Real GDP (GDP adjusted for inflation) fell only 0.4 percent during the 2001 recession, and the recovery was completed by Dec. 31, 2001, he said. Since then, the U.S. economy has been expanding.
The president convinced Congress to go along with a second tax cut in 2003. That happened in time to help the expansion pick up after being hammered by the Sept.11, 2001 terrorist attacks, corporate scandals and the war in Iraq, Smith said.
"Unfortunately, all these tax changes, several more of which were enacted or extended in two tax bills enacted in the past few months, have added even more complications to the tax code," he said. "It takes a real expert to be able to fill out her or his own tax return these days, and it gets worse every year."
The UNC professor, rated by The Wall Street Journal as the nation’s most accurate economic forecaster in three of the past nine years, made his remarks in the latest issue of the Business Forecast, a newsletter he writes for the business school.
"President Bush has said he wants to make his tax cuts permanent," Smith said. "He has also said he wants to pursue tax reform in his second term. A very good way to do that would be to junk the entire current system of corporate and personal income taxation. A wonderful replacement would be a flat tax on consumption."
All analysts agree that one of the biggest U.S. economic problems is the low savings rate, he said. Since savings must equal investment by definition, that shortfall "means that we must rely on foreigners to finance investment in the United States."

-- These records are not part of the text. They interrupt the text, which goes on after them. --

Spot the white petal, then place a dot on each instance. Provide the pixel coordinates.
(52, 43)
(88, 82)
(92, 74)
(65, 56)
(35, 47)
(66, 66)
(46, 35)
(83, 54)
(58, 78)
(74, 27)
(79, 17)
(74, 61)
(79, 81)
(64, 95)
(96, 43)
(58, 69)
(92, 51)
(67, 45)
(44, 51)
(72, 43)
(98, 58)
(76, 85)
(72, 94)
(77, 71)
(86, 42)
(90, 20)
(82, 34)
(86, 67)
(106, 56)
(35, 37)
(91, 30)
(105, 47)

Total retail sales in this country were nearly $4 trillion in fiscal year 2004, which ended Sept. 30, the economist said. Total personal income tax receipts in the same period were $816.3 billion. Thus a flat tax on retail sales would have to be 20.6 percent to replace the income tax. If all services such as work performed by utilities, doctors, dentists, lawyers, educators and others were subject to the same tax, the rate could be reduced to 12 percent or so.
"If one wished to provide a rebate to all households with less than the median income of $50,000, then a flat rate of about 14 percent would work," Smith said. "This would result in a huge efficiency gain for the U.S. economy. We could abolish the Internal Revenue Service and repeal the 16th amendment to the Constitution, so it would be hard to bring back an income tax. If businesses paid the same flat tax, the rate could probably be reduced to 11 to 12 percent, though business taxes are always passed along to consumers through pricing."
Savings would not be taxed at all, he said. Neither would dividends or capital gains or estates. There would be no loopholes. There would be no special interests lobbying Congress for tax breaks.
The sellers of goods and services would collect taxes. The collected money would be sent on to the U.S. Treasury on a daily, weekly or monthly basis, depending on volume.
"Some experts have estimated that such a tax would add one to two trillion dollars in efficiency gains to the U.S. economy over the first few years," Smith said. "It would also make the level of U.S. economic activity permanently higher and would dramatically reduce or even eliminate the federal budget deficit until 2012 or so."
Some people like such a tax because it would bring the underground economy totally into the system, he said. All consumer spending would be taxed.
The late broadcaster, David Brinkley, used to say that as desirable as such a system is, it would never come to pass because members of Congress get too many donations from people who want a specific tax break of some sort, Smith said. Brinkley may have been right, but many people said the same things about the Tax Reform Act of 1986.
"Just think about never having to fill out any tax forms again," he said. "That smile on your face ought to help make you an advocate of the flat tax on consumption."